Apart from comparing the sequencing platforms, the researchers learned how best to integrate them with sample preparation by long-range PCR amplification. For example, they found a way to overcome a bias of the short-read sequencing platforms, which tended to over-sequence the ends of the long-range PCR amplicons, a method that they recently published in Biotechniques.

They also improved base-calling of heterozygous bases, a problem caused by allelic imbalance, or the preferential amplification of one allele in the PCR reaction, by covering each base by two amplicons.

According to Harismendy, long-range PCR is still cost-competitive for sequencing long contiguous DNA regions, despite the fact that companies like Roche NimbleGen, Agilent Technologies, and RainDance Technologies are now offering alternative methods for multiplexed targeted selection.

"Maybe for up to 500 kilobases, long-range PCR is still competitive," he said.
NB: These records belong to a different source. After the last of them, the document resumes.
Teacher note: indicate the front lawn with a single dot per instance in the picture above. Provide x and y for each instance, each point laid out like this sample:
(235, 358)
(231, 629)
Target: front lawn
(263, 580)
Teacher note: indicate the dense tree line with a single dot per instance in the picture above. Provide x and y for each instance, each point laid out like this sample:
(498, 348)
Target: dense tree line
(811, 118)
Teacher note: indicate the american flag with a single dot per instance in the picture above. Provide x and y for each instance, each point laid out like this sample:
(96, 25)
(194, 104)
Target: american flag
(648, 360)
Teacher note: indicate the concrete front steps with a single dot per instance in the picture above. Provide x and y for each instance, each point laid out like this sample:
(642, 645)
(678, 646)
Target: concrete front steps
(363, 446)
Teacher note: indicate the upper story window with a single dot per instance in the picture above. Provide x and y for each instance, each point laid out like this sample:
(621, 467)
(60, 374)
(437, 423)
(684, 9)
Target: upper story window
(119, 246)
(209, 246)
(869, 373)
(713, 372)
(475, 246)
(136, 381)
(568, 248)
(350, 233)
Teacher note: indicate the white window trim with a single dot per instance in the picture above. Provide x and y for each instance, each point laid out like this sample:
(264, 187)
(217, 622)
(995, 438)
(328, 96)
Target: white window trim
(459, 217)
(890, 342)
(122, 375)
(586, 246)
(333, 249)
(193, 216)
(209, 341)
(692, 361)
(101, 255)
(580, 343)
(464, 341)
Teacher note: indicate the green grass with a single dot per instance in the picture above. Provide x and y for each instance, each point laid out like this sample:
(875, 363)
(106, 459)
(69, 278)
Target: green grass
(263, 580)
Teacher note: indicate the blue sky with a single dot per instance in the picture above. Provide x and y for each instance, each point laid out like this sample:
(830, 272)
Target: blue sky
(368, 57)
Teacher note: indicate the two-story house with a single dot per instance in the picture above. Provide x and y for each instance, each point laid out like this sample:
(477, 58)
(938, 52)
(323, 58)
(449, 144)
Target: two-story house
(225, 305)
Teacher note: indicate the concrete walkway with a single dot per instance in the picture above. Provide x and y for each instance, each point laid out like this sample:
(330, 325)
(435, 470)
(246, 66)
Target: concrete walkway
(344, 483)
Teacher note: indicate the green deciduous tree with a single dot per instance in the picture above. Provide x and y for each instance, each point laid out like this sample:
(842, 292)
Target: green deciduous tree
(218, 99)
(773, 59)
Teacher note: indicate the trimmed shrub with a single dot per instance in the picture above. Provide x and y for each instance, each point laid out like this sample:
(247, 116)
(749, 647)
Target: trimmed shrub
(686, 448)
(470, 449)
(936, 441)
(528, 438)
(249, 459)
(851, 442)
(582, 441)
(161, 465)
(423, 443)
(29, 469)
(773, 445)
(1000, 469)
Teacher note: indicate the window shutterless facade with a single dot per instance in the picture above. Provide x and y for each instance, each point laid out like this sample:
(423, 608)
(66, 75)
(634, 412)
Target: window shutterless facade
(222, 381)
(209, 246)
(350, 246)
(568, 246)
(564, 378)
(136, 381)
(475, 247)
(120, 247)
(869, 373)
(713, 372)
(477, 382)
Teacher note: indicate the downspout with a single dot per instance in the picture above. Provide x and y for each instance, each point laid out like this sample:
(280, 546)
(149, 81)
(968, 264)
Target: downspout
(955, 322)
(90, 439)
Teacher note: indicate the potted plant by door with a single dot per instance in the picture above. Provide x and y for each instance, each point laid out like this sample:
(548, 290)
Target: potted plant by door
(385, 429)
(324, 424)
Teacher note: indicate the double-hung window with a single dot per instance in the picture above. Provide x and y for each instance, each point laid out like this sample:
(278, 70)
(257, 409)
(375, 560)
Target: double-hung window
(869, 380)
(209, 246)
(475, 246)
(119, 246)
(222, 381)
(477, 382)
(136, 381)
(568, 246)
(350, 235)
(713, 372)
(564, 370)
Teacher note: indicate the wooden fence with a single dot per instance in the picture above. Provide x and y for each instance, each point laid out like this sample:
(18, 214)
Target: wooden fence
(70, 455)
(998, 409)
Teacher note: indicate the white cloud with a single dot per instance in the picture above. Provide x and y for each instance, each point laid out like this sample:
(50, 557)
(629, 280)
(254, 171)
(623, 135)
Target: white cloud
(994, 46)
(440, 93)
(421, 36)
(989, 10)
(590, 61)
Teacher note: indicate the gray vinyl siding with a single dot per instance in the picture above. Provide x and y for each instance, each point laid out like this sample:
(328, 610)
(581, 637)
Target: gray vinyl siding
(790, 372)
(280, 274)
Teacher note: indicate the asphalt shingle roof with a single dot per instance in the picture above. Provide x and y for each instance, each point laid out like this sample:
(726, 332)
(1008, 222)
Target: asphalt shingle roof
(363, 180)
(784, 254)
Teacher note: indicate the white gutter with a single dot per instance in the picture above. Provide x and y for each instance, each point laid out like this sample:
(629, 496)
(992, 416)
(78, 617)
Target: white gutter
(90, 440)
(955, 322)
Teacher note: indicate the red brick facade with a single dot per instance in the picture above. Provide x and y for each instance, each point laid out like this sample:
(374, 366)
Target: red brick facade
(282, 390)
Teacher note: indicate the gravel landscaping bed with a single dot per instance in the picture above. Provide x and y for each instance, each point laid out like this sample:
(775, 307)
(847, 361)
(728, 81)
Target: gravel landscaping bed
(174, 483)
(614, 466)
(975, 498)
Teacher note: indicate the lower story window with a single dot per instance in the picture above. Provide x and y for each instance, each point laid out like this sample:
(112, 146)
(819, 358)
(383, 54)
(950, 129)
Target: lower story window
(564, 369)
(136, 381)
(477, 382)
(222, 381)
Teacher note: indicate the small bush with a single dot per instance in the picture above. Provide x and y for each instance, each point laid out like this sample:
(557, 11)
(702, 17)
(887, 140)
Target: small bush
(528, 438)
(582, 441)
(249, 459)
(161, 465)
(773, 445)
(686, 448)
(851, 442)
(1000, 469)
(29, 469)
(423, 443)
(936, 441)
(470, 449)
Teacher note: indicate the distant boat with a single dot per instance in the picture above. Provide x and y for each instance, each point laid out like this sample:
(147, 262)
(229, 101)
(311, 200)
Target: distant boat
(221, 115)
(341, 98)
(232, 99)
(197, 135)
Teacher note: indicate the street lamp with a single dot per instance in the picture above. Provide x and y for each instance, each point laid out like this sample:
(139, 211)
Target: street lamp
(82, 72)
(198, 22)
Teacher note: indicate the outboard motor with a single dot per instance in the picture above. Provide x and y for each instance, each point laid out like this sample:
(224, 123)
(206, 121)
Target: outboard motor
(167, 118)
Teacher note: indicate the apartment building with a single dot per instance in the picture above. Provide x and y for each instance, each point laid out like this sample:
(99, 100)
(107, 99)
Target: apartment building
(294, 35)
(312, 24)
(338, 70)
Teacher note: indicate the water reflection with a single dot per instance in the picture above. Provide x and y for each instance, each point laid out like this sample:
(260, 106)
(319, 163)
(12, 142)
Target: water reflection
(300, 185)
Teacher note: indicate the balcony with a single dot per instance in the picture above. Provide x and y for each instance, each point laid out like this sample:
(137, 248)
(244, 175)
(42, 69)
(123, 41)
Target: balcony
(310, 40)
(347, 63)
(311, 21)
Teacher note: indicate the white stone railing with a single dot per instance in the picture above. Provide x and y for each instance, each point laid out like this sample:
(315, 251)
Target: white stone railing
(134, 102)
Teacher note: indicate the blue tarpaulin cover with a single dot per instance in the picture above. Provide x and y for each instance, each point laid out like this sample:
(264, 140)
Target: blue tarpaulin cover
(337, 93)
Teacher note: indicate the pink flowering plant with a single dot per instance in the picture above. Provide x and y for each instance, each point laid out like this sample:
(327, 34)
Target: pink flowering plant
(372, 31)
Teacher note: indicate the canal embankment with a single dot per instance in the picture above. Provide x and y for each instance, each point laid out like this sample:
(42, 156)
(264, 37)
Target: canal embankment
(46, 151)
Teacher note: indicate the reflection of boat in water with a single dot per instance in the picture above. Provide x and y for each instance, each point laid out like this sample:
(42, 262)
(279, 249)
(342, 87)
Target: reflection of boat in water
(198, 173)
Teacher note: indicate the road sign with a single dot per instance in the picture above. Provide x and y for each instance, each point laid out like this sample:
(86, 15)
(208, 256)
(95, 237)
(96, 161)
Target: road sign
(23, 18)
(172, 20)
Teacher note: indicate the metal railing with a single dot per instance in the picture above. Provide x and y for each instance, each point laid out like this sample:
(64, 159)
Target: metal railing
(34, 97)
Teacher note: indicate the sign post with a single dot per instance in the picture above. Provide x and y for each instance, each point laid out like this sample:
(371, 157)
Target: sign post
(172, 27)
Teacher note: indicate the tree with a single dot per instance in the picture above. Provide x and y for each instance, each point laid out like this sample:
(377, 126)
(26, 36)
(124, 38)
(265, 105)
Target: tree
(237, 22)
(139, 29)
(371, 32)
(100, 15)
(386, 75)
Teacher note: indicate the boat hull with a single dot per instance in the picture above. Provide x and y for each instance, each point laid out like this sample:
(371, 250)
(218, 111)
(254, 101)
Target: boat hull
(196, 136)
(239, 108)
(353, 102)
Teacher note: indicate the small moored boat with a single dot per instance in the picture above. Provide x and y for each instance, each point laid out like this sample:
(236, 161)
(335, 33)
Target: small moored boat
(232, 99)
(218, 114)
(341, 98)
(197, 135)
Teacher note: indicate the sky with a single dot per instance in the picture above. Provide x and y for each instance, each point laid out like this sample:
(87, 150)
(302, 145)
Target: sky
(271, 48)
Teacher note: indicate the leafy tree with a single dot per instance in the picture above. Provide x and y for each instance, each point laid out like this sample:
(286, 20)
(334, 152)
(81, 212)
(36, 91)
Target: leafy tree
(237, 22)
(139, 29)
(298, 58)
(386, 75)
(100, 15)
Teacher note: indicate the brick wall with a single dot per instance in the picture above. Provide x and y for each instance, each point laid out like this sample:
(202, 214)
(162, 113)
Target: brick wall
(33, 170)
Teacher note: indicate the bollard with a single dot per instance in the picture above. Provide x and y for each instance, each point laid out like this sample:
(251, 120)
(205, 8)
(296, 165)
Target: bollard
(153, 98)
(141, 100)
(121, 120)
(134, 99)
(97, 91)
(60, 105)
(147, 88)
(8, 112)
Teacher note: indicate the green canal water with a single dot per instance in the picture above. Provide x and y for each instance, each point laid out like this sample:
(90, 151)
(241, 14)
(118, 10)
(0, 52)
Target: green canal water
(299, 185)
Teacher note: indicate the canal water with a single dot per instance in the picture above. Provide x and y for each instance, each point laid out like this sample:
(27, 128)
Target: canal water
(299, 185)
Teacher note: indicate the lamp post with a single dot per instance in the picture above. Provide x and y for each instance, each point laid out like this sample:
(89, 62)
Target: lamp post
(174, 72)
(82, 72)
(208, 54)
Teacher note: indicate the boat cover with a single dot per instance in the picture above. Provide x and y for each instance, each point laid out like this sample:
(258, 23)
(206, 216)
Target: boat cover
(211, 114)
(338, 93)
However, "if you want to capture the exome, no PCR is cost-effective."

The researchers decided not to include a cost comparison in their study, because various factors, such as labor, reagent costs, and efficiency of use of a sequencing platform differ significantly between labs, according to Frazer.

Based on the results of their comparison, the Scripps researchers concluded that all three sequencing platforms could benefit from improvement of their uniformity and reductions in systematic errors, and that such improvements could involve all aspects of the sequencing process, including sample prep, sequencing chemistry, and data analysis.

According to the Scripps researchers, who only use the Illumina GA in house, many of these improvements have already come for their platform of choice. "The protocol has become better, the chemistry has become simpler, the runs have more throughput, they are faster, the uniformity has become better, [and] they have changed some of their chemistry, which makes it more accurate," Harismendy said. Also, the availability of paired-end reads "makes a big difference when you want to call indels," he added.

Given the cost of switching platforms — both in money and time — and the fact that none of the three platforms was clearly superior over the others, the Scripps researchers decided to keep their Illumina sequencer, which they have since upgraded to a GA II with a paired-end module.

"For now, we are going to stay with the Illumina," Harismendy said. "We are happy with this platform, we have optimized all the steps, so we will keep that. And the third generation of sequencers is around the corner. It would be, maybe, a bad time to switch."

Frazer said that a number of research groups are currently using second-generation platforms to sequence intervals from genome-wide association studies in order to find low-frequency functional variants, and she predicted that results from such studies will be published within the next six months or so.

Her own team has already applied the approach, using their Illumina GA, in two studies of risk factors for coronary artery disease and morbid obesity. In one study, the researchers sequenced a 200-kilobase region with a haplotype that has been highly associated with coronary artery disease in 25 carriers and 25 controls.

In the other, a collaboration with Sanofi Aventis, they sequenced a 200-kilobase interval associated with the endocannabinoid pathway in 150 individuals with morbid obesity and 150 controls. Sequencing for both studies is completed, and the analysis is ongoing.